Just a theory. But I think it's got to be in there. They're cute when they're sick, but not too sick, and we might be cute, too, under the same circumstances, given the luxury. This isn't death defying stuff, a cold. And really, if someone's late with the tea, just maybe, if it is a he, someone with a man cold, he'll get up and get it himself.

therapydoc

Sunday, August 19, 2007

The Rabbi and the Second Shift

As long as we're grousing about the past and talking about parenting . . .

When I talk to people of my generation, doesn't matter if they're Irish, Jewish, Italian, Polish, German, or Japanese (I could go on with that but I think you get the idea), they talk about their parents and their traditional roles.

Sure, they complain about old school parenting, whipping out the belt for effect, silent but deadly looks. But at least the food was on the table, the laundry clean, and the kids got to bed by 10:00. (Yes, I'm way over-generalizing, I know, I know).

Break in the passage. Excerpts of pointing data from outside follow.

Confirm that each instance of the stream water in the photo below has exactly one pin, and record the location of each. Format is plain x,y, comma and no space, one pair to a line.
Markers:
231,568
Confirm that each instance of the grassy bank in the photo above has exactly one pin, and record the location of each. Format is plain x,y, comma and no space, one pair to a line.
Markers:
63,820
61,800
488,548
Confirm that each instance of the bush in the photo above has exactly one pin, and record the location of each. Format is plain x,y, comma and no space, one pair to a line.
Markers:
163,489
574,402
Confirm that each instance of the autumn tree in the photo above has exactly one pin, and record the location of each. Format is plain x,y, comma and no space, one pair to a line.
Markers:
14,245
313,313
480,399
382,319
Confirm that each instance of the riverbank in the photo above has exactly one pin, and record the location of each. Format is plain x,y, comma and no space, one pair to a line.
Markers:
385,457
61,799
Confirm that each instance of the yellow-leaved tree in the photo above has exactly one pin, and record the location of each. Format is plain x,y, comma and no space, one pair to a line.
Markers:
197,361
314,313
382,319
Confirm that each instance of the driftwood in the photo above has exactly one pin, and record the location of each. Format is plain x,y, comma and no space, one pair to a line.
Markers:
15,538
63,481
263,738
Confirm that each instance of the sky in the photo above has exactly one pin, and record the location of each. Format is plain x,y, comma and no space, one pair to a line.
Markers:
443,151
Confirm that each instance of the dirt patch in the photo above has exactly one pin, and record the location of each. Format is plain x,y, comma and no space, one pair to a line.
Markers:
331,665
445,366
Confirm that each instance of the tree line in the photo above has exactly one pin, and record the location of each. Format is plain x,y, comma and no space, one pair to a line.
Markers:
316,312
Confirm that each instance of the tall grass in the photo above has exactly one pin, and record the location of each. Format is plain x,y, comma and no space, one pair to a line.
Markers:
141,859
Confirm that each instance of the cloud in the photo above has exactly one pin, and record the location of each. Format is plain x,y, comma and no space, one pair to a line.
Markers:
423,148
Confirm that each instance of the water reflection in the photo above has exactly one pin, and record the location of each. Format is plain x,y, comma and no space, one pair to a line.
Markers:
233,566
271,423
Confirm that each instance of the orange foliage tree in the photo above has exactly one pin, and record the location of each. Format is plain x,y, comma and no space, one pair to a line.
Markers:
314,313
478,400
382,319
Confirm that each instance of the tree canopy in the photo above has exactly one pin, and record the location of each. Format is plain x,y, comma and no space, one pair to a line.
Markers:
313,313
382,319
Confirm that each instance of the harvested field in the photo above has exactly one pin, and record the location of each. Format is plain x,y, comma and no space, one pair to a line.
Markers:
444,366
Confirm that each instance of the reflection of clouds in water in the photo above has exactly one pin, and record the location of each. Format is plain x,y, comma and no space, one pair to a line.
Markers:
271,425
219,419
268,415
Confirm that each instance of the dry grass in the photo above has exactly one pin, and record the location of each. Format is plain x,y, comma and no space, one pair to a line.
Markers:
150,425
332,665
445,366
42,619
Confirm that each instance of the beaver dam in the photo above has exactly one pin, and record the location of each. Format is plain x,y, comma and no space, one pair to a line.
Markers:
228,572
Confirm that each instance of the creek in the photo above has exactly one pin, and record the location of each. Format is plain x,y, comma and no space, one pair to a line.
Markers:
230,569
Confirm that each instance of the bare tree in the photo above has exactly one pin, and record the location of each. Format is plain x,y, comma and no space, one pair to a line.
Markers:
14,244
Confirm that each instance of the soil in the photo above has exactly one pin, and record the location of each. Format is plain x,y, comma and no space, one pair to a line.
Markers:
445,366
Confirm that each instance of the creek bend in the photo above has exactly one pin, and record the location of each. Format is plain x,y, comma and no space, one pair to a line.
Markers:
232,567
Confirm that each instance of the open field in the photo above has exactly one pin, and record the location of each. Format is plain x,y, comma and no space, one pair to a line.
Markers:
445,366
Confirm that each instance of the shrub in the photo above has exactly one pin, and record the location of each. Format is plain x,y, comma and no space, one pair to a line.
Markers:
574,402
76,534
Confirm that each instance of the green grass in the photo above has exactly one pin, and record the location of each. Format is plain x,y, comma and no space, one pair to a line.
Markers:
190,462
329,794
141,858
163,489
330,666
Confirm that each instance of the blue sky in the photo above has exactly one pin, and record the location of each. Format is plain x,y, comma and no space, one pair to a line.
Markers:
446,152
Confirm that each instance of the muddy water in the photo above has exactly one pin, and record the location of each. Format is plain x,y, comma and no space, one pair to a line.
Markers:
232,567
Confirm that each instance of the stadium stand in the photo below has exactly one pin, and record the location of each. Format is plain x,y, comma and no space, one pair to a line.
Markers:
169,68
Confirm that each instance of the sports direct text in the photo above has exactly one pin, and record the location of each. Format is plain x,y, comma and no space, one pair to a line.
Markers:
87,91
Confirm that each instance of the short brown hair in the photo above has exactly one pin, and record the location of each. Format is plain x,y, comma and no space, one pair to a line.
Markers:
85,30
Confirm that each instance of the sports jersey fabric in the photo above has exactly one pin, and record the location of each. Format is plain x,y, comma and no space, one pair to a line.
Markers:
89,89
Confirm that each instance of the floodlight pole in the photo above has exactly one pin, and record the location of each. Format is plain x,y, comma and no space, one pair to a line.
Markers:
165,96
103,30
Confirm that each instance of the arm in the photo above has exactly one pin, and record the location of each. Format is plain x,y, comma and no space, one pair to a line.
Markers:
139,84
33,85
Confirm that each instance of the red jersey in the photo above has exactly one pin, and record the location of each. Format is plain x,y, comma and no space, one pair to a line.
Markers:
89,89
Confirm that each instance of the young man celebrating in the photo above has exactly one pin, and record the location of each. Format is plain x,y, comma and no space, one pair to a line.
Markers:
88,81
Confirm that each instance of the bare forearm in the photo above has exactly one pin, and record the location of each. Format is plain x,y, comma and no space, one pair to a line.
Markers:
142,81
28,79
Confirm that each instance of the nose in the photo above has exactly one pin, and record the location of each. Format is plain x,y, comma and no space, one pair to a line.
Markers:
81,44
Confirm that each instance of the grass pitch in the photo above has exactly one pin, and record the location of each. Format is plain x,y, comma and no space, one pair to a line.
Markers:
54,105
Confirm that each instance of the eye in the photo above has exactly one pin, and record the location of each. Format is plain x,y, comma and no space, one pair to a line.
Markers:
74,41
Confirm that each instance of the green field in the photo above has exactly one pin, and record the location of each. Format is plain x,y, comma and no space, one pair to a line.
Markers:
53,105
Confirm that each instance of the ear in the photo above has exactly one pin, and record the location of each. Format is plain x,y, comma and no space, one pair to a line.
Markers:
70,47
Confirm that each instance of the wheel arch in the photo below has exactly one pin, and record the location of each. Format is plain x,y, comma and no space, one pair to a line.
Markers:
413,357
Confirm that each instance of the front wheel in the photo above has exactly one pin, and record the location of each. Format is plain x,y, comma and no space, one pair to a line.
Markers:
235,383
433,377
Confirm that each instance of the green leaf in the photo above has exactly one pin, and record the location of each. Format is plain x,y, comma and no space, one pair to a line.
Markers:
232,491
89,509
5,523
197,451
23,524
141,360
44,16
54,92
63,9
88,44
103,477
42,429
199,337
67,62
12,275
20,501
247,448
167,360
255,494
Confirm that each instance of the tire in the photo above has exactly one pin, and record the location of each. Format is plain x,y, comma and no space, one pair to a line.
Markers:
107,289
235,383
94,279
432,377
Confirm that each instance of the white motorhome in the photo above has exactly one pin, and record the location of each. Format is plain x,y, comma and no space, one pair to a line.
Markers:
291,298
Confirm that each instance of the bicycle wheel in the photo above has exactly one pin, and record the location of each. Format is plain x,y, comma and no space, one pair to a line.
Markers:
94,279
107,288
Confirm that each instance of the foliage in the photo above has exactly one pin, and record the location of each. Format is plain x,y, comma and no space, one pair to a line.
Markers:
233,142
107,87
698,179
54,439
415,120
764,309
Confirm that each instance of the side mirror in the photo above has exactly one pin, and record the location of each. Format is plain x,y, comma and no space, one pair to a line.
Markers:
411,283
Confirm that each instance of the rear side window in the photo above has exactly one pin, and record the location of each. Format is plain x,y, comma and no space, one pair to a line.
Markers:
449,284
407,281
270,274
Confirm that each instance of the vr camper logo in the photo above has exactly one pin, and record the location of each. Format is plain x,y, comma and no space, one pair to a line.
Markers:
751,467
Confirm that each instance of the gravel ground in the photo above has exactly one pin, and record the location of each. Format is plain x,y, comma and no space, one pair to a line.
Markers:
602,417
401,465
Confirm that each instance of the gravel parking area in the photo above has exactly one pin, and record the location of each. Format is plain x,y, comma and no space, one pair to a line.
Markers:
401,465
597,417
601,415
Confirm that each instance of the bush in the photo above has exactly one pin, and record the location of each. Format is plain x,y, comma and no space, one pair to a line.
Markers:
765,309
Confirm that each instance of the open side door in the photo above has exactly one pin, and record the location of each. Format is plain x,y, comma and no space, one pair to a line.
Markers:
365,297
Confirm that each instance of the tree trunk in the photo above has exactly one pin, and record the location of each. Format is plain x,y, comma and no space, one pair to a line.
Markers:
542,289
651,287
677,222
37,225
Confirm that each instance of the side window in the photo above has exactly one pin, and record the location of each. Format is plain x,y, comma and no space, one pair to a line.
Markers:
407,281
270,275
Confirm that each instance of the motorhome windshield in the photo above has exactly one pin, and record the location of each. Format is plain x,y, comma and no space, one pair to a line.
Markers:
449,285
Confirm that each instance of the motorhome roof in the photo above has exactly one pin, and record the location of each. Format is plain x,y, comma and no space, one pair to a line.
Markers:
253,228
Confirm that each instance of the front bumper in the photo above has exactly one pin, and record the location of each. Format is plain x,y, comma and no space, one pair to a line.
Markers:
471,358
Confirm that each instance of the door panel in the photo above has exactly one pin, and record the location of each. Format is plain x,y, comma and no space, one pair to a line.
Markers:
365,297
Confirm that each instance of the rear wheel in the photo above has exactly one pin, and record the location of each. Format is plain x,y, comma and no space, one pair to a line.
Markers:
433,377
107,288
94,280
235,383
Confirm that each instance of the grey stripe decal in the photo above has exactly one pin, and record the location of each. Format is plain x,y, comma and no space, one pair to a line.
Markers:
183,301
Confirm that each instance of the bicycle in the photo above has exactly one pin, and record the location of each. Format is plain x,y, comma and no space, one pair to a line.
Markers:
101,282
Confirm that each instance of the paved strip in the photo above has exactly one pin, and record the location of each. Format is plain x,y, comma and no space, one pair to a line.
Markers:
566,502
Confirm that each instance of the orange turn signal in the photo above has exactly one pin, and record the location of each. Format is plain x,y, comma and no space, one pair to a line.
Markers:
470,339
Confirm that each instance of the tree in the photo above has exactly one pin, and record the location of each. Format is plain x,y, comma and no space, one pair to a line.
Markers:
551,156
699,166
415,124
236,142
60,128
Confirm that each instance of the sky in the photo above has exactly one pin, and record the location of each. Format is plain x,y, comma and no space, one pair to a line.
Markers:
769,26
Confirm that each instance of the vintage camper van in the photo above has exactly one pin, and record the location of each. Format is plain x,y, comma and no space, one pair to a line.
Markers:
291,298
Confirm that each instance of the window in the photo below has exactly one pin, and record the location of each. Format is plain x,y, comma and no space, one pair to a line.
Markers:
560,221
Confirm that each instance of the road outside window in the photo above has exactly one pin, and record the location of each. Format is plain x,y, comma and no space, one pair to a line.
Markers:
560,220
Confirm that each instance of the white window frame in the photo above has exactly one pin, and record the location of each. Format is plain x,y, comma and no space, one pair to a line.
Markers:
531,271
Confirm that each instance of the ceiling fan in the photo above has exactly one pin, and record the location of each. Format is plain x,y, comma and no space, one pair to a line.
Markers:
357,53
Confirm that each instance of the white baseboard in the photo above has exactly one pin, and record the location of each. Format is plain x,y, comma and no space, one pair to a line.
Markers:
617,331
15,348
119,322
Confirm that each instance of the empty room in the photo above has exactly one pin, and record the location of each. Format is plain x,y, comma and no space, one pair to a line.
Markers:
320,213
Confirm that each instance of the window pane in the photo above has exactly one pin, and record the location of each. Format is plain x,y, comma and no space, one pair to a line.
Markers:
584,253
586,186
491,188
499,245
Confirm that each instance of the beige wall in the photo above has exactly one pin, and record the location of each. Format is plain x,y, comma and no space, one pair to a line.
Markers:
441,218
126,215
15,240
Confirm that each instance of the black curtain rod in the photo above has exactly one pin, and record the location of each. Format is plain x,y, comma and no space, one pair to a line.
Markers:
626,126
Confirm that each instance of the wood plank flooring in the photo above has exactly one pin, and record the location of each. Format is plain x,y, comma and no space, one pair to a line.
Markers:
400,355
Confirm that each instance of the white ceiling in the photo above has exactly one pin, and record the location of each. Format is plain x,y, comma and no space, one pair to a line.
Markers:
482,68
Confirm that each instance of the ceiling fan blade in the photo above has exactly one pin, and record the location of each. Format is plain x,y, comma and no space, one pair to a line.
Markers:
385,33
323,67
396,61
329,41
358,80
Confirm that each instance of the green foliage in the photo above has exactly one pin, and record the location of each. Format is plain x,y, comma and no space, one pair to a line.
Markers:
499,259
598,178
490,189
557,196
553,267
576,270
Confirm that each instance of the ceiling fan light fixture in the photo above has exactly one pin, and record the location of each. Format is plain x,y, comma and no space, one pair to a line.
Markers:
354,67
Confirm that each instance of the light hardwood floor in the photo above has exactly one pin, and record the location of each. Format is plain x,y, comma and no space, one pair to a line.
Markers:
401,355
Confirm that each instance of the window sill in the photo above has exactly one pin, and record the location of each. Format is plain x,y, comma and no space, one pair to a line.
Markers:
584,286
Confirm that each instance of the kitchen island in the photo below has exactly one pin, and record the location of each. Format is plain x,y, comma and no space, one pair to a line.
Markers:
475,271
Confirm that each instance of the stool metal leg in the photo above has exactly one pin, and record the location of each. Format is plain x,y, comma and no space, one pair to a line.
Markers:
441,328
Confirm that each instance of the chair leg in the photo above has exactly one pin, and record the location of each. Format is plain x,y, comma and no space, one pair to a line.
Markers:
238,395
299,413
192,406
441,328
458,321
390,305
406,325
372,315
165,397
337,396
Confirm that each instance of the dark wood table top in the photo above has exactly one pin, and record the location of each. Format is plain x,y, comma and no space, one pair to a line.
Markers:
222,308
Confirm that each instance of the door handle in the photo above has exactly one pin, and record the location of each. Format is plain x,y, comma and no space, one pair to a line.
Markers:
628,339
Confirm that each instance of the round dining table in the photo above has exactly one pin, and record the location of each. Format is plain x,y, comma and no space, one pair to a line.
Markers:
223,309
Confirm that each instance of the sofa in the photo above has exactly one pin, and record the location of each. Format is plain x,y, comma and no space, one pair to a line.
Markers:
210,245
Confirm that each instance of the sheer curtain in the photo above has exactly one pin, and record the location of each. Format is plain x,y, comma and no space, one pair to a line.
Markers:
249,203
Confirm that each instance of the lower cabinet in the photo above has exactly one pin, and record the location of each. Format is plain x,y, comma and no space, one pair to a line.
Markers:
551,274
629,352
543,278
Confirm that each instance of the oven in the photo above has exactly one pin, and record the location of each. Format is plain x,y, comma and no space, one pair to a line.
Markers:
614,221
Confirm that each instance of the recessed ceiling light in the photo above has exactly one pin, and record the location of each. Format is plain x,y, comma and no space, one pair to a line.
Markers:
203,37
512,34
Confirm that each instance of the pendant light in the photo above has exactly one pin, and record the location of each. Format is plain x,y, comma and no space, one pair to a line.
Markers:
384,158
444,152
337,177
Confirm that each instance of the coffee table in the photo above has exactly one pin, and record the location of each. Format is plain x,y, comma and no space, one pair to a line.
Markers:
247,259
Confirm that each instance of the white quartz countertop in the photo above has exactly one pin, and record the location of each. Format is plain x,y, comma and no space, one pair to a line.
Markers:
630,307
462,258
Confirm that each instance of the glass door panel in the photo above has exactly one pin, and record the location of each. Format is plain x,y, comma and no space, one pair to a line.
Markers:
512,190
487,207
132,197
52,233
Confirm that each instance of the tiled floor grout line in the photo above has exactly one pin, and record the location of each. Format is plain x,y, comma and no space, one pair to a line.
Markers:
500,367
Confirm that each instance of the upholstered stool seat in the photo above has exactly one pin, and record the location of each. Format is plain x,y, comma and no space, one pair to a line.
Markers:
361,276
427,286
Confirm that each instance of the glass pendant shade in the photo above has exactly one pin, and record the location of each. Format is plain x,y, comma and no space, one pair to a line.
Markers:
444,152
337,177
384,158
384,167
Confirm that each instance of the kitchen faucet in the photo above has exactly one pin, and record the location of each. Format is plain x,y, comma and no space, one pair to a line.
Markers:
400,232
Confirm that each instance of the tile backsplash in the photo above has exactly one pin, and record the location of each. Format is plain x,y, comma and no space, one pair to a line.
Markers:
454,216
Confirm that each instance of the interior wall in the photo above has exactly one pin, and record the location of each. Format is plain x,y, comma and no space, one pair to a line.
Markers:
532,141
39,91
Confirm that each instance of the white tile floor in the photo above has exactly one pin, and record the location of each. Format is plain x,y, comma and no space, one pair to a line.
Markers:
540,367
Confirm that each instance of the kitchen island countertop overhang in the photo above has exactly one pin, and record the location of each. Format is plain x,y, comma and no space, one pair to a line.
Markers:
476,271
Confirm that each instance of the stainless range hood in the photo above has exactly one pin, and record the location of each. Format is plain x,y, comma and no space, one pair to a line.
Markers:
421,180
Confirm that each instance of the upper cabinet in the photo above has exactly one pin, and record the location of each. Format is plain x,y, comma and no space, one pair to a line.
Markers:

But when I talk to people a generation or two younger, they talk about their role confusion, and how between the two of them working, nothing gets done since nobody particularly wants to claim this job, or that job. Sometimes one of the two will try ALL the second shift jobs, burn out, and need me to fill out forms for family leave. So burnt out.

The kids are on the Internet until the next morning, don't understand about alarm clocks, think that gang-banging could be a concept (so bored).

What to do, what to do.

Don't ask me, I just thought I'd rant a little.

I'll pass this one along, a story I've repeated about 2 zillion times, maybe even on this blog.
The story goes about a young man who sat in Kollel and learned Torah (the Holy Books) for a living. Orthodox Jews respect Torah learning so much, that they set up groups of men to learn professionally just to make sure the world continues to spin properly. The ones who are paid to do this are married, and it's generally expected that wives will earn a living somehow, too, as well as bear children and see to it that they're well-groomed.

So this young fellow, Yankel, was expected to be on time for morning prayers at the synagogue; that's one of the expectations if you take a place in the Kollel, you make it to the meetings for prayer 3 times a day on time. And he was forever late for the morning prayers, in fact he often didn't make it to them at all.

One day the head of the Kollel took him aside and said to him, "Yankel, what's going on? You never make it to shacharit (morning prayers). What is your excuse, anyway? It's not right, you know."

Yankel looked embarrassed, but he answered the rabbi.

"Rebbe," he said, "I have this problem. I want to go, I really do. But there's this woman, and she has many children, and the mornings are impossible for her. She has to feed them all and get them dressed and off to school, and they go to different schools. It's very hard. So I feel it's important that I help her."

The rabbi, incredulous, raised his hands to Heaven and shouted, "Yankel! Who is this woman? We can help her! I can find someone who will come to her house in the morning to help her!"

Yankel shrugged his shoulders. "That woman, Rebbe, is my wife."
So you see, friends, at some point you just have to figure it out.